Salud y Nutrición / Cómo volver a entrenar tras superar una artritis

Cómo volver a entrenar tras superar una artritis

La artritis es por desgracia una enfermedad muy común en la actualidad. Y superarla es complicado, conlleva tiempo, paciencia y cambiar bastantes hábitos en nuestro día a día. Mucha gente que la sufre se ve obligada a frenar en seco su actividad deportiva por los dolores, sobre todo en la bicicleta. ¿Cómo volver a entrenar una vez que, afortunadamente, los síntomas comienzan a mitigarse?

Ante todo paciencia

Pues antes de nada con mucha calma. Está claro que va a ser muy difícil entrenar en los volúmenes e intensidades que se hacía antes del diagnóstico de la enfermedad, pero sí que se puede volver a practicar deporte de tal manera que nos suponga una satisfacción, que al fin y al cabo es por lo que salimos a entrenar, sea cual sea nuestra especialidad.

Si habitualmente salías en bicicleta con un grupo de amigos y eran de los que le daban zapatilla, olvídate al principio de salir con ellos. Busca zonas llanas para empezar a rodar, y si no eras de los que vivían por y para el pulsómetro, simplemente márcate el objetivo de pedalear, sin controlar pulsaciones, ni ritmos, ni kilómetros acumulados. Sal y rueda. Intenta salir un día en fin de semana y si puedes, algún día entre semana. O haz algo de rodillo.

 

Ten en cuenta que al principio va a haber un factor limitante, que es el dolor de culo por la postura, de la que has perdido el hábito. Además habrás perdido flexibilidad, así que lo normal es que te notes un poco incómodo en las primeras sesiones. Así que nuestra recomendación es entrenar como mucho una hora al principio, que te quedes con la sensación al entrar en casa de que podías haber hecho algún kilómetro más. Ya luego irás incrementando volúmenes, tranquilo.

estiramientos
Foto: motustriathlon.com

Haz estiramientos

Además de los rodajes sin pretensiones, estaría bien que te acerques al gimnasio: en primer lugar para nadar un poco, también sin pretensiones, y sobre todo, para estirar. Píllate una buena tabla de estiramientos y dedícale tiempo. Si por naturaleza los triatletas somos bastante remolones con eso de estirar, ahora sí que se torna muy importante. Invierte tiempo sin miedo. Busca pesos moderados y trabaja las articulaciones para ir buscando flexibilidad.

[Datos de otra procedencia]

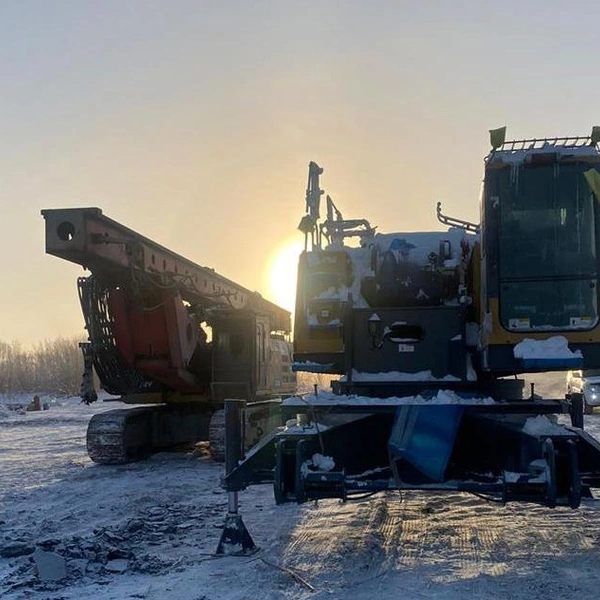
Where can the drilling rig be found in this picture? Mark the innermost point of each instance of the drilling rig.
(431, 333)
(170, 335)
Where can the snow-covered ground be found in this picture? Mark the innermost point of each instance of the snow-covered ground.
(149, 530)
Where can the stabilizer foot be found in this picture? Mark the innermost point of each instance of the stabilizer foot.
(235, 539)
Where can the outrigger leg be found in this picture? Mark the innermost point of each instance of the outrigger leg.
(235, 539)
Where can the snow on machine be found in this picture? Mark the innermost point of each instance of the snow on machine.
(428, 333)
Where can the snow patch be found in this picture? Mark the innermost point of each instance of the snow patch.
(554, 347)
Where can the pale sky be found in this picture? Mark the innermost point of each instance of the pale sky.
(193, 122)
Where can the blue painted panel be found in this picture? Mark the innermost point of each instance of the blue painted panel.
(424, 436)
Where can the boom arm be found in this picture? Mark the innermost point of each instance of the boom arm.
(87, 237)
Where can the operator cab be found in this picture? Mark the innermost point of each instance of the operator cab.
(540, 225)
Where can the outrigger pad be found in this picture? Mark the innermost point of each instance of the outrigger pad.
(235, 539)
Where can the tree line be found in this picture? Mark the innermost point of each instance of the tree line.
(55, 367)
(49, 367)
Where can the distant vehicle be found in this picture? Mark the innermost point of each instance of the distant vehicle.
(586, 382)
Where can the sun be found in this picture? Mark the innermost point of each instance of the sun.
(281, 272)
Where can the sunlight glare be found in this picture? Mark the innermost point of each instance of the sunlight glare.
(282, 271)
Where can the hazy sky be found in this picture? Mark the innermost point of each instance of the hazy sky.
(193, 122)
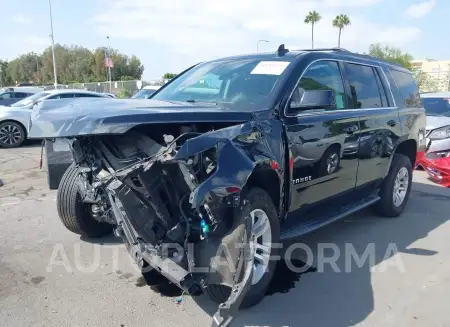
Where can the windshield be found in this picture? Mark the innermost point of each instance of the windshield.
(30, 99)
(437, 106)
(143, 94)
(235, 83)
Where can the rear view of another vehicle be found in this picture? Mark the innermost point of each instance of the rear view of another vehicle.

Los ejercicios de elongación o amplitud de movimiento alivian la rigidez y favorecen el movimiento de las articulaciones. Los de fortalecimiento aumentan la fuerza muscular.

Come bien y baja peso

Es posible que fruto de la inactividad hayas cogido algún peso, que afectará a nuestro rendimiento y a nuestras articulaciones: rodillas, caderas, espalda y pies por encima del resto. Así que trata de mantener una dieta sana que conlleve ir bajando poco a poco: te sentirás mejor y a la hora de subirte en la bicicleta verás muy pronto los beneficios.